Adoption is a method of providing a new home for a child or children that cannot be raised by their biological parents. Adoption is a legal procedure that gives adoptive parents parental responsibility for their children. Except in sporadic cases, an adoption order cannot be revoked after it has been granted. Adopted children lose any legal ties with their birth parents and become full members of their adoptive families, typically changing their surname to that of their adoptive parents.
Expats living in the UAE have a common misconception that adoption is impossible, but this is far from reality. Expatriate residents in the UAE may adopt as long as they follow the laws of their home country. Every year, a large number of children in the UAE are abandoned. This is most likely due to young mothers’ fear of the consequences of having a child outside of marriage. In the UAE, up to six newborn babies are abandoned each year.
Article 2(e) of Federal Law 10 of 1975, which amends Federal Law 17 of 1972, states that abandoned children born in the UAE may apply for UAE citizenship and a passport. In the UAE, an infant is said to have been abandoned before it can be proven otherwise. It is a well-known fact that adoptions are not conducted in the UAE, and adoptions that take place outside of the UAE are accepted. Adopted children will have the same rights and protection as biological children after they arrive in the UAE. The sole reason for this is because children’s adoption orders given outside of the UAE are recognized in the UAE if the children have adopted their adoptive parents’ names. Legal consultants in UAE can help shed light on this regard.
For example, suppose a child is adopted in the United Kingdom and the child’s name is legally changed to the name of the adoptive parents. In that case, the adopted child will be eligible to come to the UAE and obtain residency sponsorship as the legitimate offspring of a UAE resident. The country’s local law makes no distinction between biological and adoptive children.

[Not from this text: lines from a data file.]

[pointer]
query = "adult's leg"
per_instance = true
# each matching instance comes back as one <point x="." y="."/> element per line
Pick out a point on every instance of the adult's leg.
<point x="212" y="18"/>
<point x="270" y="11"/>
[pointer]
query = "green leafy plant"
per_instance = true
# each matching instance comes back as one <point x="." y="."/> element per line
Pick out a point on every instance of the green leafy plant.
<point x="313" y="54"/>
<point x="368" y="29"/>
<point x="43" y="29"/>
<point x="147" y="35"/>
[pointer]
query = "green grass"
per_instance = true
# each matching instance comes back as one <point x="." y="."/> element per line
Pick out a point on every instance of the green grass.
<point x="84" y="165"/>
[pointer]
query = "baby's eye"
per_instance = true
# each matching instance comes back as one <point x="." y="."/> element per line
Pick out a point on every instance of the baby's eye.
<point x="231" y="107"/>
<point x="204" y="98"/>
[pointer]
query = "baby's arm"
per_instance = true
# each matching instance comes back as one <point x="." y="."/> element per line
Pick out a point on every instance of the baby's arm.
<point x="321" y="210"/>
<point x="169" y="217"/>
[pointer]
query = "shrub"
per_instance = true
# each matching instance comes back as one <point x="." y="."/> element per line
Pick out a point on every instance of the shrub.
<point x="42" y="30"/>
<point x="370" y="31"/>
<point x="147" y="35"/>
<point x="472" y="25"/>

Legally, adoption is forbidden in Islam, but it encourages people to provide care and financial assistance to those in need, such as orphaned children. In other terms, any adult can give a child with parental care and affection without imposing any legal obligations on them, such as an inheritance. The Quran, on the other hand, specifies the legal relationship between an infant and his or her adoptive family. The biological family of the child is never concealed, and their links to the child are never broken or severed. Adoptive parents are clearly reminded in the Holy Quran that they are not the biological parents of the children.

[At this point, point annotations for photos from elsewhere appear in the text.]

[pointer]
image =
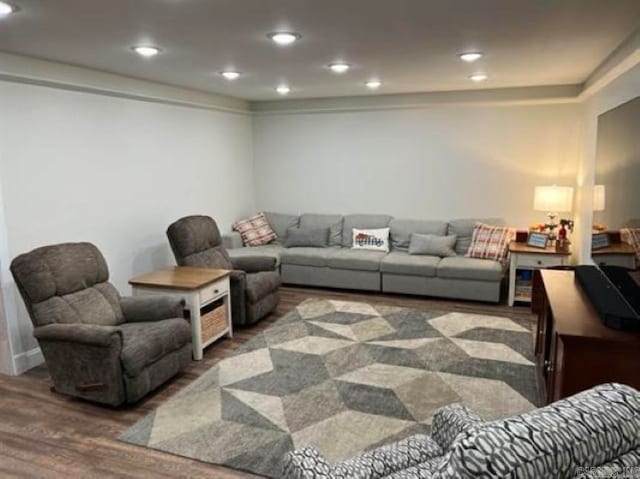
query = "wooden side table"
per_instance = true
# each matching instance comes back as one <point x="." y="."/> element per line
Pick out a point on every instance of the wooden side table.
<point x="619" y="254"/>
<point x="206" y="293"/>
<point x="528" y="259"/>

Under Islamic law, the relationship between a guardian and a child is governed by strict rules, which vary from standard adoption practices. The Islamic term for adoption is kafala, which comes from the Arabic word kafala, which means ‘to feed.’ It represents the bond between a foster parent and a child. A few of the Islamic laws that govern this relationship are as follows:
The adoptive family is constantly reminded by these Islamic laws that they are not replacing the biological family. Adoption establishes a legal parent-child relationship that includes child care responsibilities, inheritance rights, and custody.

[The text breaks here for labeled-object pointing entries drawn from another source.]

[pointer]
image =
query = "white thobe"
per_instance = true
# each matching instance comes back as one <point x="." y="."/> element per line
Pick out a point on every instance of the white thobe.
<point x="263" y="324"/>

Prospective parents should seek their embassy for guidance on adoption laws in their home countries and to ensure that adopted children will gain citizenship before proceeding with the adoption process. Following that, local authorities will conduct a home study. For example, the Human Relations Institute and Clinics (HRIC) in Dubai conduct this study.
A psychological evaluation with a report signed and certified by a licensed psychologist will be required for showing eligibility as a potential parent as part of the home study program. The treatment will consist of multiple weekly therapy sessions, and the process will take up to ten weeks.
The sessions are used to assist potential parents in preparing for child adoption. It is the children, not the parents, who profit from the program. When the home study program is being implemented, the adoption papers will be set up by the family lawyer in UAE hired by the adoptive parents. It is advised that one chooses a legal representative who has effectively facilitated adoption in the past. Setting a court date, finishing and filing documents, and obtaining exit documentation are all done by the family lawyers.